The homeland of coffee is a place Kaffa in the south-western part of Ethiopia. In the 11th century shepherds noticed that goats eating the leaves of the coffee tree become more lively and playful. Monks-missionaries learned about this from the shepherds and they started drawing the extract of the coffee leaves and drink the extract which acted in a stimulating manner. It removed the tiredness and raised capacity for work. The people learned much later about the fact that the coffee beans (the fruits of the coffee tree) have the same properties, only to a much greater degree.
Bean roasting appeared in an original way: after burning the bushes of the coffee tree in the fire, roasted coffee beans were found in the ashes. They were chewed or a stimulating liquid was made from them.
From Ethiopia across the Red Sea coffee was brought to Arabia. Coffee rapidly spread there, particularly in its south-western part - Yemen, in the environment of town Mocha, which was then called Mocco and the name of which serves as a trade mark for the world's best sorts of coffee.
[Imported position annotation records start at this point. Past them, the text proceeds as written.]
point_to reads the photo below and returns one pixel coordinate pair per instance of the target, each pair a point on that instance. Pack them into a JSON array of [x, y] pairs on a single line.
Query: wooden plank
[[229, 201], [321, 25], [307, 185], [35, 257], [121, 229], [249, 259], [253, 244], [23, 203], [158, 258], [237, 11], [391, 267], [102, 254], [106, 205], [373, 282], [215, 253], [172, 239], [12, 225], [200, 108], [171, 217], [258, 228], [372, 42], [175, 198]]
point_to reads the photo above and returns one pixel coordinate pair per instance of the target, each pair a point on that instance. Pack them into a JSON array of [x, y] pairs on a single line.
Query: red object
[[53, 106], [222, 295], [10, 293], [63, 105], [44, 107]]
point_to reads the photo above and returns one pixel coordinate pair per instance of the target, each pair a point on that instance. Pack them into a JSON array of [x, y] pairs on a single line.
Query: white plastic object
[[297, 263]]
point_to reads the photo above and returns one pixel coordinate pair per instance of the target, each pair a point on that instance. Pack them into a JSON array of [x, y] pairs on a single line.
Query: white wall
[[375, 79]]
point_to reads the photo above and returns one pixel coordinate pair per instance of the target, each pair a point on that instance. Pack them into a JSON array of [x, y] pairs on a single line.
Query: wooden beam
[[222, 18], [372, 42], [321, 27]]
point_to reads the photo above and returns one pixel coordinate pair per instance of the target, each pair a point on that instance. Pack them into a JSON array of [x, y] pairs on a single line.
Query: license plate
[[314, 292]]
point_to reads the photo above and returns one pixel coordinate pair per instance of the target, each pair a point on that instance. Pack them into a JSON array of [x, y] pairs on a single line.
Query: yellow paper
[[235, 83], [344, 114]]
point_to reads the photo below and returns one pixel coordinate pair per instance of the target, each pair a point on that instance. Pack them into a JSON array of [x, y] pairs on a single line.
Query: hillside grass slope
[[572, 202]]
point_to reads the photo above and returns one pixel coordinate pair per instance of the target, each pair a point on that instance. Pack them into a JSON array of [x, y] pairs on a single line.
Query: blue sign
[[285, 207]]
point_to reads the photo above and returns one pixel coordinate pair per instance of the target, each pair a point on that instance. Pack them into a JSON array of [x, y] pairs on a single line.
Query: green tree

For two centuries Yemen was the only country putting coffee into the world market.
In order to make higher profit, the Arabian merchants assured that those who drink coffee will get into paradise. Such a publicity worked without a hitch. Besides the beverage pleasantly excited and replaced wine drinking of which is strictly forbidden by the Muslim religion. All over Arabia, which was the part of the Ottoman Empire, many coffee-houses appeared where this aromatic tonic was sold. Here one could meet friends, exchange the news and have a rest after one's business. The Muslim clergy, being worried that the believers attended coffee houses with greater pleasure that moscs and this brought to lower incomes of the latter, began to execute the lovers of this drink.
"The Prophet forbade drinking strong drinks", - they spoke. Oh behalf of Allah a curse was pronounced upon coffee. Under Sultan Mahomet IV influenced of the clergy coffee houses were banned but the coffee fans were either executed or sewn in bags for coffee beans and thrown into sea. But, as the saying goes, "a forbidden fruit is sweet", and the coffee houses continued to exist, the number of their guests increased.